Lions and Tigers and Bears (Oh my!)

So, as some of you probably know, Adrianna had an infestation of mice this past week. She called me late Monday night (or early morning more accurately), curious as to whether mice could give you rabies. I tried to placate her, telling her she was up on all her shots. She called me out on my fib, correctly claiming that she was not a dog and thus was not routinely administered a rabies shot. I'm happy to tell you that the mice are now dead, and Adrianna does not have rabies. However, even though the situation has been nicely resolved, it triggered a train of thought that is still running through my mind.

Whenever anyone used to ask me what I was afraid of, my answers were always either overly ambiguous (the future), or overly serious and personal (letting people down). I never had anything else to say. I like walking alone at night. I don't particularly relish heights, but they don't scare me, Spiders and snakes don't bother me much at all.

Now I have a more typical answer. Over winter break, I discovered a new fear. Johnny and I happened to be in a shopping mall (I realize it is probably slightly difficult to visualize me voluntarily spending much time in a mall, but if you wouldn't mind suspending your disbelief for a bit, I will make a point). We were not very familiar with this mall and spent some time going from floor to floor, looking for certain stores. This meant riding the escalator up and down several times. I remembered something: Escalators bother me.

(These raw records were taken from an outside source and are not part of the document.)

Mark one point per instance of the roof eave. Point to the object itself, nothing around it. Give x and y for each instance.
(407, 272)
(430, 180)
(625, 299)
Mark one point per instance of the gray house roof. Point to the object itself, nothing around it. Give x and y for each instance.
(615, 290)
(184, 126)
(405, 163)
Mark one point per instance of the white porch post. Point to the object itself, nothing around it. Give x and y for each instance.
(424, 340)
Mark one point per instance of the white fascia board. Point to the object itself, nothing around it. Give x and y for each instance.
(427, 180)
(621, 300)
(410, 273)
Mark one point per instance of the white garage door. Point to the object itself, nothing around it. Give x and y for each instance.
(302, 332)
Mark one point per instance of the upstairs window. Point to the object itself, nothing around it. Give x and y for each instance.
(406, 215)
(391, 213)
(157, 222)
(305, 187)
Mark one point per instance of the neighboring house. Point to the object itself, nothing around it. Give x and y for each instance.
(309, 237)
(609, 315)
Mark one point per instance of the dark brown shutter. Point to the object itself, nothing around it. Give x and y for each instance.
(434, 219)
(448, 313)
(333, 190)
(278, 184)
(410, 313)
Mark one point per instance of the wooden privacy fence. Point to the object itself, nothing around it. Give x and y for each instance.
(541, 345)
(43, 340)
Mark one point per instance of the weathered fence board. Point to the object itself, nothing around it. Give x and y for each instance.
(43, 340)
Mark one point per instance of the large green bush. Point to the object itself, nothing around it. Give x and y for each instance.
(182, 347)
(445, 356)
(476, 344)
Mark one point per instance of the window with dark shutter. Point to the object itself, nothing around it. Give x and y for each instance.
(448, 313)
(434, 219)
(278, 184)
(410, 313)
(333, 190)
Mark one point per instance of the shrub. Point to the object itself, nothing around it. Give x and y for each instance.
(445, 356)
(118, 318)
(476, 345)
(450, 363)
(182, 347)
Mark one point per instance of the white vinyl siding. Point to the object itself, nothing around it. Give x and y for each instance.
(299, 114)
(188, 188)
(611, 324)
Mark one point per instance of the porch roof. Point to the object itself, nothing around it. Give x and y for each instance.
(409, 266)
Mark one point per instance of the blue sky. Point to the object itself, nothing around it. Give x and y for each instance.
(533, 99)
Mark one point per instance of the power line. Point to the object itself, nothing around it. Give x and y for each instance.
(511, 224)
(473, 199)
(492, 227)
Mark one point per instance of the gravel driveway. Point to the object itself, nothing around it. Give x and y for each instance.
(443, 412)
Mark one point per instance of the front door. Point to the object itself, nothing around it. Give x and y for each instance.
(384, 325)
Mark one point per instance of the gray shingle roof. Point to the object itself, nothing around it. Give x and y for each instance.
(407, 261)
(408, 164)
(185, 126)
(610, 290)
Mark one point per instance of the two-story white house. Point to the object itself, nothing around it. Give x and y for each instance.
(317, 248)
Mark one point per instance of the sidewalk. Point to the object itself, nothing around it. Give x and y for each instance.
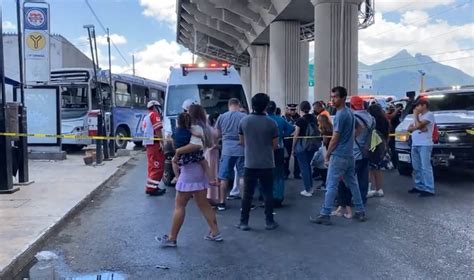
(31, 214)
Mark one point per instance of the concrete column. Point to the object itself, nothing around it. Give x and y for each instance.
(304, 74)
(246, 78)
(258, 68)
(285, 60)
(336, 46)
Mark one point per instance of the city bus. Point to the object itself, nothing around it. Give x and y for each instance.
(126, 101)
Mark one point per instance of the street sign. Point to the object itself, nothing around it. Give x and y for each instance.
(311, 75)
(36, 40)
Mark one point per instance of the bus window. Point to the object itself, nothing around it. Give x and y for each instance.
(123, 95)
(139, 96)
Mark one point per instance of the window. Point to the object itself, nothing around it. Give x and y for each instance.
(213, 98)
(123, 96)
(451, 101)
(139, 94)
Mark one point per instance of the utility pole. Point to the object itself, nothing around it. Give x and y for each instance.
(133, 65)
(422, 80)
(112, 101)
(23, 171)
(6, 170)
(91, 31)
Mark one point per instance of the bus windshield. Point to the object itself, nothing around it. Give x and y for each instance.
(74, 101)
(213, 98)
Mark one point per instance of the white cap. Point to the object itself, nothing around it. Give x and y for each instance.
(188, 102)
(152, 103)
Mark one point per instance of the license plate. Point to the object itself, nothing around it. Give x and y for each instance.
(404, 157)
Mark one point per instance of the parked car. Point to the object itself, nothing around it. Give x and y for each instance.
(453, 110)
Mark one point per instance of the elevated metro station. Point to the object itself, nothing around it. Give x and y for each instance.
(269, 41)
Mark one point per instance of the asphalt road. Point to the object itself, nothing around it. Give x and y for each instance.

As a kid, I used to worry that my shoe lace would get caught between the steps, and I'd either get pulled under (resulting in my leg breaking or my foot being mangled) or pulled down the stairs (resulting in my head smashing against the metal and death by severe concussion). I'm not quite as afraid of them now. I don't have any violent reactions to them. I can ride one perfectly fine. Yes, I may carefully place my feet on a step, hold onto the rail, and not move until we reach the top, but it's not crippling. There's no harmful dysfunction involved. Escalators just make me a little wary.

This realization made me wonder what people I know are afraid of. A girl I used to know in school was terrified of the possibility of cutting her Achilles tendon, and consequently always wore boots or high top chucks. Sarah dislikes elevators, Zoe hates aliens, and Christine has a fear of tripping up stairs, falling, and breaking all of her teeth (that would be one fear of a composite situation, not three individual ones). I know Andrew is grossed out by gum, Adri is terrified of opossums, and Richard used to hate swimming because he couldn't see what was lurking deep in the water. But what about now? Is Richard still terrified of riding in airplanes?

I don't know why fears are always considered so negatively. Yes, they can be crippling and restricting, and that is not something to trivialize. But random, quirky fears that aren't debilitating aren't that bad. I find them kind of fascinating. I think they're part of what make people interesting and complex.

So commenting question: What are your current fears? (random, quirky, silly, or serious and personal; everything's game!)

love you guys,



  1. Ruth,
    I had a special escalator video for you, but your siblings say that it isn't a good idea...

    Honestly, most of the phobias I have left are of the overly serious and personal type. I can remember being afraid of offending my shoes as a kid or hurting the 'feelings' of objects I full well knew were inanimate... but I have to admit, it has been a LONG time since I've worried about what my favorite tennis shoes might feel if I abandoned them...

  2. As a kid I was sometimes scared of drowning, but it didn't stop me from swimming in lakes and stuff so I guess it wasn't that big of a deal. I really don't think that I've had many of those kinds of fears. Mine as well have always tended to be the overly serious/personal kind. It's really surprising that I never ended up in the emergency room, considering my lack of self-preservational instincts as a child.